An inverted yield curve warns of something abnormal in the economy or financial markets

The definition of the "yield curve" is the difference between interest rates at various maturities. For example, a simple yield curve could be drawn by plotting the current yield on a 30-year Treasury bond, a 10-year treasury note, a 5-year treasury note, and a 3-month T-bill. In a "normal" environment, we expect yields to be highest at the long end and lowest at the short end. However, this is not always the case due to imbalances or abnormal circumstances in the financial markets and/or the overall economy.

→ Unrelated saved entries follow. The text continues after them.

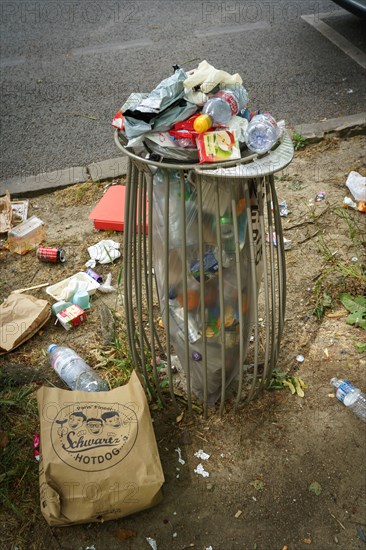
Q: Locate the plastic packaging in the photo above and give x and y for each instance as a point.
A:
(262, 133)
(26, 235)
(351, 397)
(220, 108)
(73, 370)
(175, 211)
(189, 323)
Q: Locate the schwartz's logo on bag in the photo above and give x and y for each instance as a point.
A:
(92, 437)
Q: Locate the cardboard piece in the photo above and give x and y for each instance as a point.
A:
(21, 316)
(109, 213)
(99, 457)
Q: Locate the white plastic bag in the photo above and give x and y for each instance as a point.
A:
(357, 185)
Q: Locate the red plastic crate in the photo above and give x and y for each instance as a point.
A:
(109, 213)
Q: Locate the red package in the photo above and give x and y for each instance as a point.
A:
(218, 146)
(186, 124)
(119, 120)
(36, 443)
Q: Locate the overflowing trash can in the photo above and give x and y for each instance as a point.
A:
(204, 269)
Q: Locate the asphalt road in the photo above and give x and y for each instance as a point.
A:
(67, 66)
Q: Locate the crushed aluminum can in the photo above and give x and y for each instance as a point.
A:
(320, 197)
(94, 275)
(51, 254)
(36, 442)
(283, 208)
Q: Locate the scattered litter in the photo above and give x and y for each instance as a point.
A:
(5, 213)
(65, 289)
(320, 196)
(356, 305)
(287, 244)
(124, 534)
(21, 316)
(284, 211)
(94, 275)
(104, 252)
(71, 317)
(106, 287)
(357, 185)
(201, 471)
(349, 203)
(21, 290)
(20, 211)
(315, 488)
(152, 543)
(201, 454)
(36, 442)
(180, 459)
(108, 214)
(50, 254)
(26, 236)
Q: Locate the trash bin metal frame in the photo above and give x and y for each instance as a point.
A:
(140, 285)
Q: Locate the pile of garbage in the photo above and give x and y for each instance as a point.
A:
(23, 315)
(200, 115)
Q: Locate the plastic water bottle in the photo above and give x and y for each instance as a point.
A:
(262, 133)
(350, 396)
(175, 213)
(73, 370)
(219, 109)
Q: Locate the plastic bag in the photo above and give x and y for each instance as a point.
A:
(357, 185)
(166, 93)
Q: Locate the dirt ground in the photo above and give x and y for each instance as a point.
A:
(263, 457)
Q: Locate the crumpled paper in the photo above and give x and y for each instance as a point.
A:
(21, 316)
(107, 287)
(104, 252)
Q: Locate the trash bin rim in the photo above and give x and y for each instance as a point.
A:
(274, 156)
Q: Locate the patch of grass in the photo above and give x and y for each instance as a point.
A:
(19, 487)
(339, 275)
(298, 140)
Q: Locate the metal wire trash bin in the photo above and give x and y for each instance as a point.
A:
(234, 357)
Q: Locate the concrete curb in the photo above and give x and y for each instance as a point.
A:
(21, 186)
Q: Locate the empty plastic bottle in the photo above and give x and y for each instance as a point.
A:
(73, 370)
(175, 208)
(262, 133)
(350, 396)
(219, 109)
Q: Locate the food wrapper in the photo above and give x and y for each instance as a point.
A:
(218, 146)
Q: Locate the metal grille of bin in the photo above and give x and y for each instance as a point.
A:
(204, 291)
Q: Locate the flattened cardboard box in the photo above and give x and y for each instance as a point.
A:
(99, 458)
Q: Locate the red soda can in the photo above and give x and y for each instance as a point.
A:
(50, 254)
(94, 275)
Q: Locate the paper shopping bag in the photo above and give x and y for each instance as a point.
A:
(99, 457)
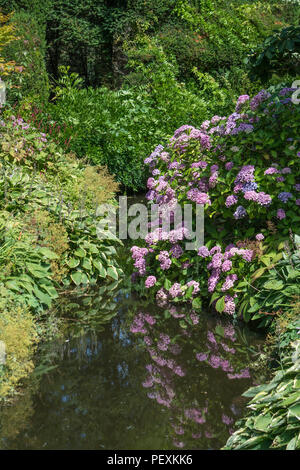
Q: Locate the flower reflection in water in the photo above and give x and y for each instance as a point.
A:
(195, 371)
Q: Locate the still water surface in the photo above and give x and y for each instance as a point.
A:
(173, 385)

There are many ways to measure the yield curve. Among others are the 10-year minus 2-year, the 10-year minus 3-month T-bill, the 10-year minus the Fed Funds Rate, the 30-year minus any or all of the above, etc. Another approach involves looking at the percentage of individual yield curves inverted at a given time. 

We will examine the 10-year treasury yield minus the 2-year treasury yield at the end of each week. The chart below (Courtesy of FRED) displays this spread. 

Two things to note are 1) That the spread sometimes goes negative, and 2) the gray vertical areas in the chart highlight economic recessions.

Few things create a chorus of impending gloom and doom as thoroughly as an inverted yield curve. And an inverted yield curve should not be ignored or lightly dismissed. That said, there is good news and bad news.

First, the Bad News: An inverted yield curve serves as a warning sign that something is not right. Secondly, a close look at the chart above reveals that each inversion has ultimately been followed by an economic recession of some degree at some point in the future (though the lead time from initial inversion to actual recession has been as much as two years).

The Good News: The stock market is influenced by many factors. 

This piece will focus solely on stock market performance following yield curve inversions and un-inversions.

S&P 500 performance following initial inversion

Note that the 10-2 yield curve fell negative in July 2022 and has remained inverted ever since. Typically, when the yield curve narrows, approaches zero, and falls negative, a monumental number of negative pieces and comments get written - almost in Pavlovian "the sky is falling" fashion. Is all the gloom and doom warranted? Consider the data below and decide for yourself.

The table below displays the date of each week when the 10-2 yield curve closed negative after being positive the week before and the performance of the S&P 500 Index over the next 12 months (including overlapping signals).

The results in the table above are neither uniformly bullish nor uniformly bearish - although overall, they skew to the positive side. The "The Sky is Falling" narrative is not borne out. The table below summarizes the results from the table above.

S&P 500 performance following initial "un-inversion"

OK, maybe the pundits get a little carried away when the yield curve first inverts. But "just you wait - when the curve un-inverts (i.e., once again turns positive), then the trouble will start." To make this case, yield curve bears will point to 2000 and 2007 un-inversions that were indeed followed by significant and extended bear markets. However, this amounts to some degree of recency bias and possibly a bit of cherry-picking.

The table below displays the date of each week when the 10-2 yield curve closed positive after being negative the week before and the performance of the S&P 500 Index over the next 12 months (including overlapping signals).

Once again, the results in the table above are neither uniformly bullish nor uniformly bearish - although they do skew to the positive side. 

1989, 2000, 2007, and 2022 un-inversions correctly presaged lower stock prices. So, are the bearish pundits correct? Only if we ignore the other signals that saw stock prices rise in the 12 months following a return to positive territory for the 10-2 yield curve. The table below summarizes the results from the table above.

What the research tells us…

So, have we "debunked" the notion that an inverted yield curve provides a warning sign? Not really, because sometimes it does. So, let's be clear about the Implications. The message here IS NOT that investors should ignore the state of the yield either now or at any time in the future. The real point is understanding that the yield curve is only one factor that may affect the stock market. The yield curve can convey potentially important information as part of a "weight of the evidence" approach. However, it appears to leave much to be desired as a standalone trading model. Too many investors who put much weight on the yield curve as a stock market indicator missed out on the rally in the last 14 months. 

Jay's Trading Maxim #115: One key to long-term investment success is to avoid self-inflicted wounds (i.e., if you shoot yourself in the foot, it's hard to take the next step).